Most of you are certainly familiar with this piece of code:
List<Integer>
This is the syntax for generic (parameterized) types, which has been available in Java since 2004. And of course, you know what you’re supposed to put between the brackets: a type (class or interface). But have you ever wondered what else we could use there, besides types?
For example, how about:
List<Integer><2> // not legal Java
Instead of a type, I’m now using a value of a certain type (an integer) as a type parameter.
What could this possibly mean? Well, since I’m making up the syntax (and I’ll use that liberty a bit more in the rest of this post), I might as well make up what it means as well. How about we say that the integer here represents the size of the list?
In other words:
List<Integer><2> l = List(1, 2); // compiles List<Integer><2> l = List(1); // does not compile
Or we could decide that if the type that we are indexing (Integer) supports the + operator, then that value is the sum of all its elements:
List<Integer><2> l = List(2); // compiles List<Integer><2> l = List(0, 1, 1); // compiles List<Integer><2> l = List(0, 1); // does not compile
You probably guessed it by now: List<Integer><2> is a dependent type. A type parameterized not just by other types but by values of other types. The correct terminology here is that the type is “indexed” by the value (not to be confused with the meaning of “index” in the context of a list).
Different values specify different types, and of course, we don’t have to stop there: the value could be of a different type than Integer, e.g String (List<Integer><"abc">>, etc… Obviously, you’re not limited to List either, you can imagine having maps, trees or any other parameterized type.
Unfortunately, the fun stops there. While the appeal of dependent types looks strong, it’s actually very hard to cross over in the realm of concrete code.
Let’s get back to our list: how do we manipulate a dependent list with a fixed size, so that the compiler will flag any attempt to violate this constraint by refusing to type check our program?
I used the easy situation in the code snippets above by initializing my lists with constants, but obviously, this is not very useful: you pretty much never use lists that are initialized with constants at declaration time, except maybe in tests. Very often, we create a list, we populate it at runtime with some algorithm and if it’s mutable, we alter it in various ways.
First, we need to create our list without putting any elements in it, but doesn’t this violate the constraint?
List<Integer><2> l = new ArrayList<Integer><2>(); // should not compile
If we can’t even compile this, then we’ll never be able to use anything but lists initialized with constants, so let’s imagine that the compiler will let us get away with it. How do we populate our list now? As it turns out, we haven’t made much progress:
List<Integer><2> l = new ArrayList<Integer><2>(); // assume this compiles l.add(1); // will not compile l.add(2); // would compile if the previous line compiled
Having a list with one element would be a type error, so the second line in the snippet above should not compile. You could work around this limitation by having add() return a different list of a different type. It will still be a List, but indexed by the value +1 of the original one. And now you have to determine how a List<Integer><1> and a List<Integer><2> can interact and how compatible they are..

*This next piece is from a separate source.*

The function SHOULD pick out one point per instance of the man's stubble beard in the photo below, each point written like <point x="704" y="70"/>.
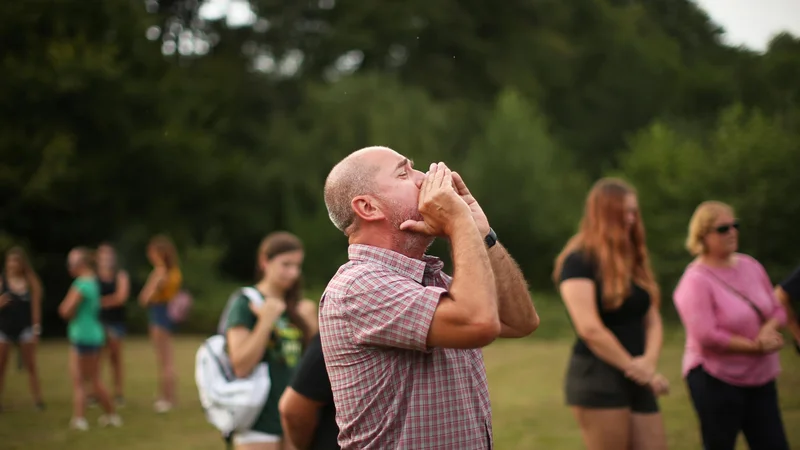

We are at an impasse, and if we want to make progress, we have to configure the compiler to increasingly release the dependent typing condition. For example, maybe it would only apply the type checker on operations that access the content of the list (read) but it wouldn’t perform any checking for operations that alter it (write). Kind of a builder pattern waiver, where the object is allowed to be in an illegal state within well delineated boundaries.
Even so, the burden of type checking will become quite big and will require the compiler to not just generate code but actually perform branch analysis to make sure that the number of elements of the list always satisfies the dependency at certain given points.
Note also that I glossed over another non-trivial aspect: how can we teach the compiler what the syntax above means? Should it be configurable or part of the language definition? What types are allowed to be indexed? What types are allowed as indices? How do types of the same family but with different indices interoperate?
By now, it should be increasingly clear that mutable types can’t realistically be dependent, which confines dependent types to immutable ones. How useful is this, really? Still working on that.
If the subject interests you, the best paper I have found so far is Dependent types at work (PDF), which is a short introduction of dependent types through Agda. Agda is probably the first language you should look at since it’s much more recent than Coq (which I was already studying as part of my PhD fifteen years ago, since I was working for my PhD at the same research institute that created Coq). This paper (and most of the literature on the subject) doesn’t touch any of the topics I described in this short introduction, they are more focused on describing how you can use Agda to formalize the proofs of your type system, which in turn will give you guidance on how your type checker should be implemented.
And if you have some interesting practical examples of dependent types, comment away!
Update: discussion on reddit.
#1 by Brian Slesinsky on August 18, 2011 - 2:23 pm
I could see this working well with runtime checks in the constructor of an immutable object. You build an object, assert that it has a certain property in its constructor, and then the type system remembers that you did that assertion, so a runtime check doesn’t have to be done again later.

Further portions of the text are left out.